- Date: 20–26 November
- Edition: 2nd
- Surface: Clay
- Location: Valencia, Spain

Champions

Singles
- Fabio Fognini

Doubles
- Andrea Pellegrino / Andrea Vavassori
- ← 2022 · Copa Faulcombridge · 2024 →

= 2023 Copa Faulcombridge =

The 2023 Copa Faulcombridge Ciudad de Valencia was a professional tennis tournament played on clay courts. It was the second edition of the tournament which was part of the 2023 ATP Challenger Tour. It took place in Valencia, Spain, between 20 and 26 November 2023.
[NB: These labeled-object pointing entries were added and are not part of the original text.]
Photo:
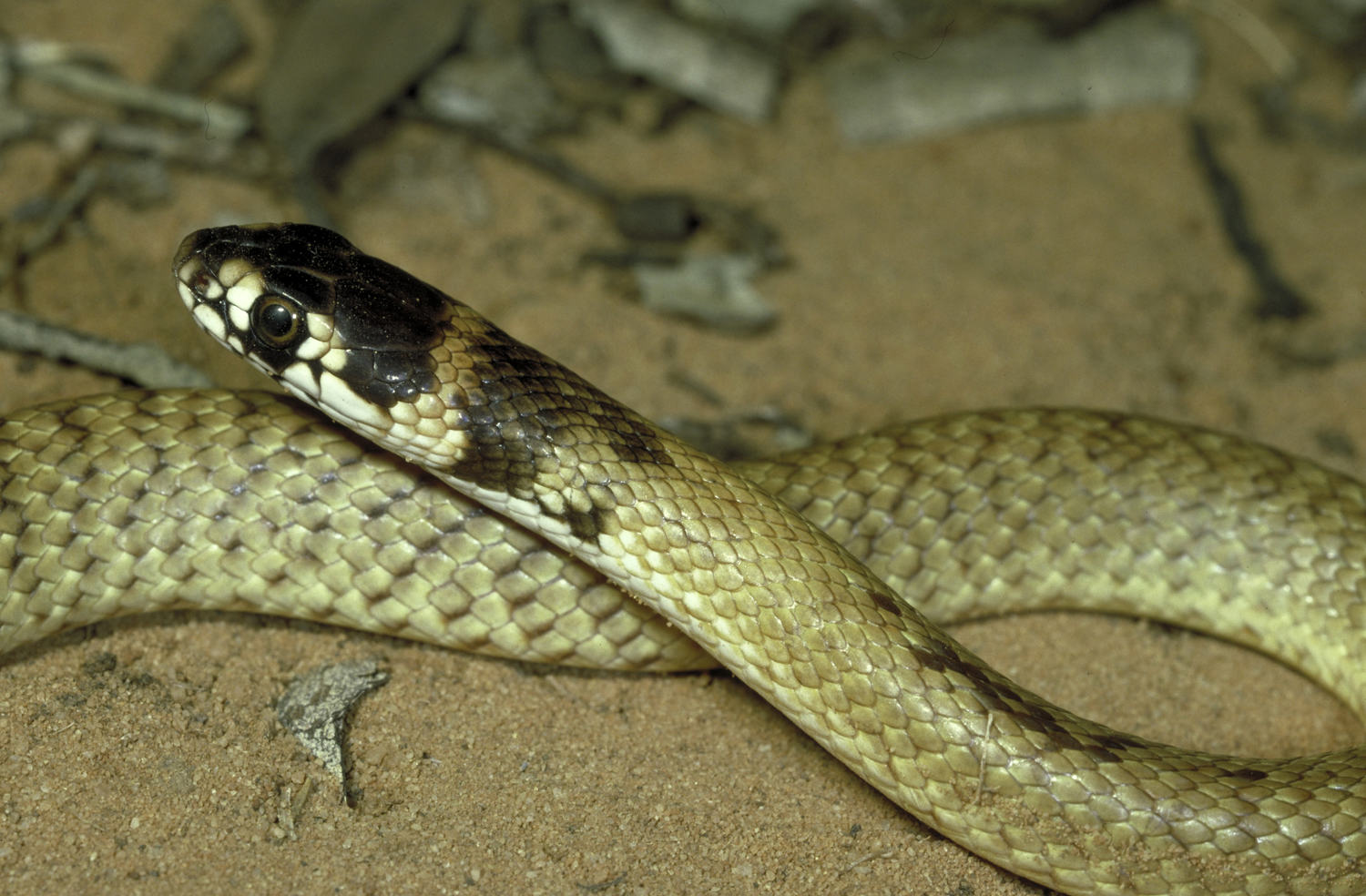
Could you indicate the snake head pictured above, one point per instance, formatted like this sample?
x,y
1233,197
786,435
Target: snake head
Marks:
x,y
341,330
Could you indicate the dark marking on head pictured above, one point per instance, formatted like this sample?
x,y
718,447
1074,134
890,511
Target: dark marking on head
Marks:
x,y
524,412
388,320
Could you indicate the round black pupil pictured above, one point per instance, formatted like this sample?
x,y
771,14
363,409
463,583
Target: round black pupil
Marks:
x,y
276,321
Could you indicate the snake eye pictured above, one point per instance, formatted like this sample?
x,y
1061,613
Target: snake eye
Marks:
x,y
276,321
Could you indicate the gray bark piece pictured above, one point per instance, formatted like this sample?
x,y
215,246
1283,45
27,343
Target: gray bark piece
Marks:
x,y
712,290
716,71
1134,57
505,95
316,704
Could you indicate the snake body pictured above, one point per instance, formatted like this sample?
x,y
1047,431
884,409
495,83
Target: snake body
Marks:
x,y
148,500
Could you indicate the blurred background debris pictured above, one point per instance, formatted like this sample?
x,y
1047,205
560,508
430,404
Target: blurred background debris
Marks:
x,y
331,76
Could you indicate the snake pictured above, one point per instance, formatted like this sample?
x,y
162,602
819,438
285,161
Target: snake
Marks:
x,y
464,489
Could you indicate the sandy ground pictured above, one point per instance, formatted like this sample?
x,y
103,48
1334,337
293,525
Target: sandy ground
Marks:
x,y
1056,262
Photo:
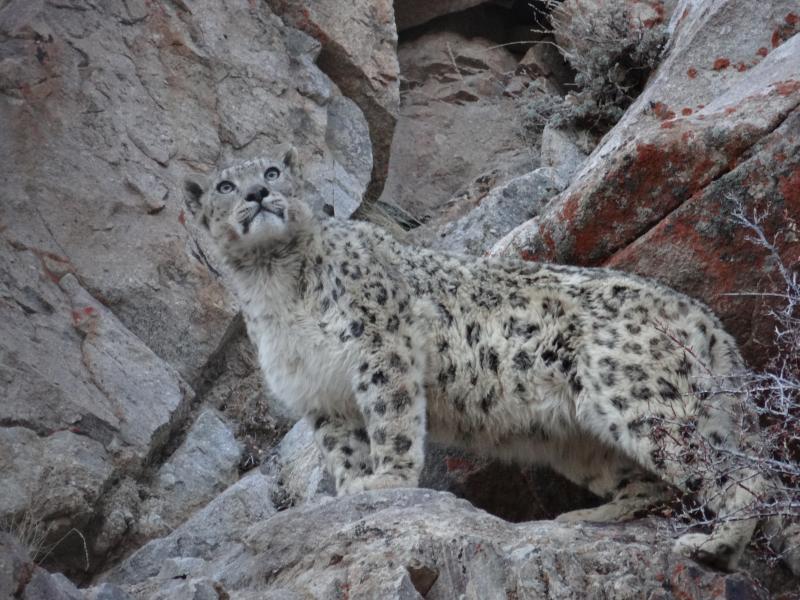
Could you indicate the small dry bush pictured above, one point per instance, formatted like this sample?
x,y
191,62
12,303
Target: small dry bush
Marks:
x,y
765,460
612,54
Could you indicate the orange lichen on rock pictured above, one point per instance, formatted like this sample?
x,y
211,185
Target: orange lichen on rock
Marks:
x,y
721,63
785,88
662,111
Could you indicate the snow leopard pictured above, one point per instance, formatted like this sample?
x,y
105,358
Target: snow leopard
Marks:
x,y
593,372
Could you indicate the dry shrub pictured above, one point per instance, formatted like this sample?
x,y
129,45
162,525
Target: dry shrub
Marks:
x,y
612,53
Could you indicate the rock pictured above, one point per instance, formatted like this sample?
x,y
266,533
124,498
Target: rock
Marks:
x,y
21,578
359,53
454,127
212,534
110,106
501,210
699,120
204,465
410,13
296,464
563,150
544,60
86,402
106,591
420,543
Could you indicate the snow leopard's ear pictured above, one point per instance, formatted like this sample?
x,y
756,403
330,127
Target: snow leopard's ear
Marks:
x,y
291,160
193,194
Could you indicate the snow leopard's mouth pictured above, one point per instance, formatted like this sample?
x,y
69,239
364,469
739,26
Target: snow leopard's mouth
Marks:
x,y
248,220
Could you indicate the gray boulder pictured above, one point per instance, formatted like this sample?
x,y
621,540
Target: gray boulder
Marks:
x,y
204,465
457,136
410,544
500,211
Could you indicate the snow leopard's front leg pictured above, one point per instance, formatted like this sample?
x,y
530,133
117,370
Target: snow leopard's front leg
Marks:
x,y
390,394
345,446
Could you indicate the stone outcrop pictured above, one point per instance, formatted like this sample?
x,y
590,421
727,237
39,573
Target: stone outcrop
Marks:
x,y
139,452
359,53
457,136
111,310
410,544
692,148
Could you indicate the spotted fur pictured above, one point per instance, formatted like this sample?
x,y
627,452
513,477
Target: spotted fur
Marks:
x,y
379,344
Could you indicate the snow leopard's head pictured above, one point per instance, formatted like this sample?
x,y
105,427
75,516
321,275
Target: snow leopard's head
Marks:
x,y
250,205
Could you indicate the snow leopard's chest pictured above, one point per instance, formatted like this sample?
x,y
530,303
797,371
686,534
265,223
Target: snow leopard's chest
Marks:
x,y
302,367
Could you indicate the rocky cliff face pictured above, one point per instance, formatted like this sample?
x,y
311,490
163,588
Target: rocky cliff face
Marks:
x,y
139,453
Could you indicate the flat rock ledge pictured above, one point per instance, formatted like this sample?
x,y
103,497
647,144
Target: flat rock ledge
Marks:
x,y
418,543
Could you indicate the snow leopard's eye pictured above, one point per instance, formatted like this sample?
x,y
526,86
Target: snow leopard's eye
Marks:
x,y
225,187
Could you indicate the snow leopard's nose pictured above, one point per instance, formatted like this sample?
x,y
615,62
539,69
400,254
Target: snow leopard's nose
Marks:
x,y
256,193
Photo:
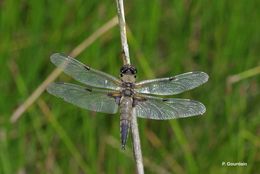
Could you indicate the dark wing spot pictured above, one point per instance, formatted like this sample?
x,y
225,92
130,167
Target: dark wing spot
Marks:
x,y
86,67
165,99
87,89
172,78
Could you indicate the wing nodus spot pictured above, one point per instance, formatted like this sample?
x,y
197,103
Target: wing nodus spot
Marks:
x,y
165,100
86,67
172,78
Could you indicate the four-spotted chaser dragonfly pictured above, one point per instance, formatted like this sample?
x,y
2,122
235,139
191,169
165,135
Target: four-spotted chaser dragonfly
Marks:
x,y
108,94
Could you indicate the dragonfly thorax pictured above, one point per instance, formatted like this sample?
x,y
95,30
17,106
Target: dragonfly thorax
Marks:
x,y
128,92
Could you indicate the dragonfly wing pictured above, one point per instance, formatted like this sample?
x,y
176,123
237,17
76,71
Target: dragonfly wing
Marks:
x,y
168,108
85,74
172,85
97,100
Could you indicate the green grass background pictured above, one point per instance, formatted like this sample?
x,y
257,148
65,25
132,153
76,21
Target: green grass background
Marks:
x,y
219,37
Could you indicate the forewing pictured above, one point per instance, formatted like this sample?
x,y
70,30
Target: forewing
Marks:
x,y
85,74
170,108
92,99
172,85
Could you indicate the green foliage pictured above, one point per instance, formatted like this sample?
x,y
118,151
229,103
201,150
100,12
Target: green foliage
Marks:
x,y
167,37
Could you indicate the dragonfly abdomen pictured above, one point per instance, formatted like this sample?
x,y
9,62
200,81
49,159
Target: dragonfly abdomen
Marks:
x,y
125,118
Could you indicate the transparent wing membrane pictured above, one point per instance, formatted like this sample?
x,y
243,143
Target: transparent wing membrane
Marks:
x,y
85,74
170,108
92,99
172,85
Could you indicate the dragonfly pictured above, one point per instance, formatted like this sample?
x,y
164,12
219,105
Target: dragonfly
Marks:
x,y
107,94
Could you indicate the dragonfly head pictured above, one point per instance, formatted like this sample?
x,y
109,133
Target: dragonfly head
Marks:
x,y
128,73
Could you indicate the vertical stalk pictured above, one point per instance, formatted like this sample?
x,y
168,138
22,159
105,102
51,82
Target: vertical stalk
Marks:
x,y
126,59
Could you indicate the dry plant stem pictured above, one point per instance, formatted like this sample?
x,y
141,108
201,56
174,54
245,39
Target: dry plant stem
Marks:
x,y
75,52
122,25
126,58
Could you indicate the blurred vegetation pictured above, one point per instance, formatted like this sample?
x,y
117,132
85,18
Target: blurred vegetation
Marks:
x,y
166,37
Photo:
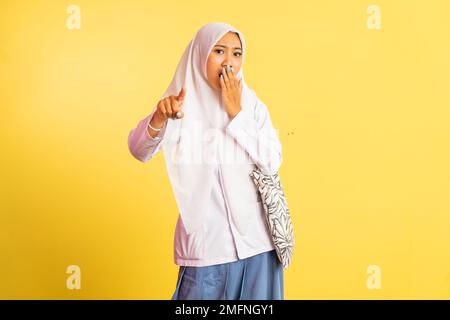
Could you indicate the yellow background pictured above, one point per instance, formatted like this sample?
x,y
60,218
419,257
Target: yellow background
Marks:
x,y
363,117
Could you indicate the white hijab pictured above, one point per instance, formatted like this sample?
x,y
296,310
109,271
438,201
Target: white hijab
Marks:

==Singles main-draw entrants==
===Seeds===

| Country | Player | Rank^{1} | Seed |
|---|---|---|---|
| ESP | Roberto Bautista Agut | 62 | 1 |
| ESP | Bernabé Zapata Miralles | 83 | 2 |
| ESP | Albert Ramos Viñolas | 94 | 3 |
| GER | Maximilian Marterer | 100 | 4 |
| FRA | Hugo Gaston | 101 | 5 |
| SVK | Alex Molčan | 114 | 6 |
| ESP | Pedro Martínez | 115 | 7 |
| ITA | Fabio Fognini | 129 | 8 |

- ^{1} Rankings are as of 13 November 2023.

===Other entrants===
The following players received wildcards into the singles main draw:
- ESP Pablo Andújar
- ESP Martín Landaluce
- ESP Daniel Rincón

The following players received entry into the singles main draw as alternates:
- SVK Jozef Kovalík
- ARG Marco Trungelliti

The following players received entry from the qualifying draw:
- BUL Adrian Andreev
- ESP Miguel Damas
- FRA Pierre-Hugues Herbert
- UKR Oleksii Krutykh
- ESP Carlos López Montagud
- KAZ Denis Yevseyev

The following players received entry as lucky losers:
- ITA Salvatore Caruso
- ESP Alejandro Moro Cañas

==Champions==
===Singles===

- ITA Fabio Fognini def. ESP Roberto Bautista Agut 3–6, 7–6^{(10–8)}, 7–6^{(7–3)}.

===Doubles===

- ITA Andrea Pellegrino / ITA Andrea Vavassori def. ESP Daniel Rincón / ESP Oriol Roca Batalla 6–2, 6–4.